Some people think that communication is first of all a way to transfer information, the most important way to relate to each other. But how is it possible to make our message effective and, most importantly, credible? Yes, I said credible. Because whether what we say represents the verbal message, we should also take into consideration that there are other factors that determine the success of our speech. First of all, what our body says about it.
In order to make our message credible for our interlocutors, we must pay attention to our way of communicating. What we say could not be enough to convince people that what we are saying is true: our facial expressions, gestures and eye contact also contribute to make us more or less persuasive. All these forms of nonverbal communication should be coherent with what we say: we cannot talk about a joke without smiling or condole with somebody with a hungry face. In the same way, would that be weird if you kissed your partner looking at someone else? Or if you yawned in your boss’ face during a conversation? All these examples make us think about how important body language is.
Anyway, verbal and body language are supposed to work together in specific circumstances. The first requirement is to talk face to face with somebody: your interlocutor will be able to perceive both your verbal and body language only if you are in front of him, so that his ears and eyes will catch the double messages simultaneously. In the case you are talking on the phone, the situation would be different. Your verbal message will be the most effective, but not the only one. In fact, even if the other person is not looking at you –and cannot see your gestures of facial expressions – your tone of voice could betray you if you are lying. The intonation is a decisive factor to confirm or contradict what you are saying.
On the other hand, also body language could play the main role in such circumstances. For example, we have just considered what our interlocutor would perceive when we are talking on the phone. But what about people around us? What would they understand about our conversation just by looking at us? Maybe they are too far to hear what we are saying, or because of the noise in the street are not able to hear our words clearly. In this case, the only way for them to understand our message is to interpret our body language, by looking at the way we are moving around or the facial expressions we are making.
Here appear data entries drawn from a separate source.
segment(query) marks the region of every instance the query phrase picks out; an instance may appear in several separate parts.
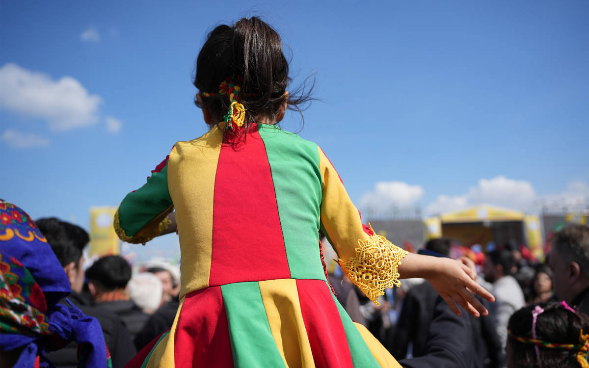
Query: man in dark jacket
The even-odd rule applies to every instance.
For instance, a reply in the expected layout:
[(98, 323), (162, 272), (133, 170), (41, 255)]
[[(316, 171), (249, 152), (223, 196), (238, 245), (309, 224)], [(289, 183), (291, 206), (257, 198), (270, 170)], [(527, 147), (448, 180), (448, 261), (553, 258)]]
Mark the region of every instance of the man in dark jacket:
[[(450, 253), (450, 241), (448, 239), (432, 239), (425, 244), (423, 254), (436, 257), (448, 257)], [(434, 306), (439, 297), (438, 292), (427, 281), (409, 289), (401, 310), (399, 322), (390, 347), (393, 356), (402, 359), (410, 353), (413, 357), (426, 354), (426, 342), (430, 324), (434, 317)], [(479, 301), (488, 309), (486, 301)], [(469, 316), (471, 334), (474, 339), (466, 339), (459, 334), (456, 338), (462, 340), (462, 344), (473, 350), (472, 367), (497, 367), (499, 365), (501, 344), (499, 337), (491, 318), (481, 316), (478, 318)], [(451, 334), (447, 332), (448, 336)]]
[(120, 256), (103, 257), (86, 270), (88, 286), (97, 306), (117, 313), (134, 339), (149, 314), (129, 298), (126, 288), (131, 276), (131, 266)]
[(161, 335), (163, 332), (171, 328), (179, 306), (178, 297), (174, 297), (150, 316), (147, 321), (143, 325), (141, 332), (135, 337), (135, 347), (137, 348), (138, 352), (147, 346), (152, 340)]
[[(81, 294), (84, 280), (82, 254), (90, 240), (88, 233), (79, 226), (55, 218), (41, 218), (35, 223), (57, 256), (70, 280), (72, 293), (67, 299), (84, 314), (98, 320), (111, 354), (113, 368), (124, 366), (135, 351), (131, 336), (121, 319), (112, 312), (92, 306), (91, 301)], [(64, 300), (62, 303), (67, 302)], [(75, 344), (51, 353), (48, 356), (60, 368), (78, 366), (77, 346)]]
[(548, 263), (558, 299), (589, 314), (589, 226), (571, 225), (555, 234)]

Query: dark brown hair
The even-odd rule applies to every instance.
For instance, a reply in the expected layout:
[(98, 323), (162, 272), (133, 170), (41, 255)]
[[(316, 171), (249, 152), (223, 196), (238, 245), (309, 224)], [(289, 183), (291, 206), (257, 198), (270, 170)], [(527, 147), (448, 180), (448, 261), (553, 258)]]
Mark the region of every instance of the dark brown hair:
[[(255, 122), (256, 117), (275, 118), (287, 100), (284, 92), (290, 81), (289, 63), (276, 31), (255, 16), (242, 18), (232, 26), (216, 27), (198, 54), (194, 85), (201, 92), (217, 93), (227, 78), (234, 82), (240, 79), (239, 99), (246, 109), (245, 131)], [(291, 94), (287, 101), (289, 108), (300, 111), (299, 105), (312, 100), (312, 85), (305, 93), (303, 86), (300, 94)], [(202, 106), (196, 99), (195, 104), (221, 121), (230, 101), (226, 95), (210, 96), (203, 98)], [(226, 132), (226, 136), (231, 131)]]
[[(536, 320), (536, 336), (543, 341), (557, 344), (582, 344), (579, 342), (581, 330), (589, 331), (589, 317), (580, 311), (573, 313), (555, 301), (532, 304), (514, 313), (509, 318), (508, 328), (511, 333), (522, 337), (531, 338), (532, 311), (536, 306), (544, 311)], [(531, 368), (540, 366), (535, 345), (517, 341), (509, 337), (513, 361), (516, 366)], [(544, 367), (580, 367), (577, 360), (578, 350), (567, 350), (538, 346), (540, 359)]]
[(589, 226), (569, 225), (554, 234), (552, 244), (564, 261), (577, 262), (589, 277)]

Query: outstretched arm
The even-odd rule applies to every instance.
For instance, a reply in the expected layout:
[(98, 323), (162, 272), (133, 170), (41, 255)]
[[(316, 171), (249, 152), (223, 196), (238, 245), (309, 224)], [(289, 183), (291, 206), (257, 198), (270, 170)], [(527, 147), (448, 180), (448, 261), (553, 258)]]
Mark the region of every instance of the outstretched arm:
[(402, 279), (426, 279), (456, 315), (461, 314), (458, 303), (475, 317), (479, 313), (487, 316), (489, 312), (472, 293), (491, 302), (495, 298), (472, 279), (471, 273), (471, 268), (460, 261), (413, 253), (407, 254), (399, 266)]
[(114, 228), (121, 240), (144, 244), (170, 229), (168, 214), (174, 207), (168, 191), (168, 157), (151, 171), (143, 187), (121, 203), (115, 214)]
[(378, 304), (385, 289), (401, 285), (399, 279), (423, 277), (456, 314), (460, 314), (458, 303), (475, 317), (487, 315), (472, 293), (489, 301), (494, 299), (472, 280), (468, 266), (449, 258), (408, 254), (363, 226), (335, 169), (320, 149), (319, 154), (322, 230), (335, 248), (342, 270), (366, 296)]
They probably won’t be able to catch the object of our conversation, but will understand – in most of the cases – our state of mind or mood.
It is clear that everyone runs several risks when involved in the communication process, that is why misunderstandings often occurs and we are not able to avoid them.
To sum up, if you really want to avoid arguments or embarrassing situations, a good exercise could be to imagine being your own mirror during conversations: being aware of what you do together with what you say will help you to succeed in your aim and to be a nice interlocutor.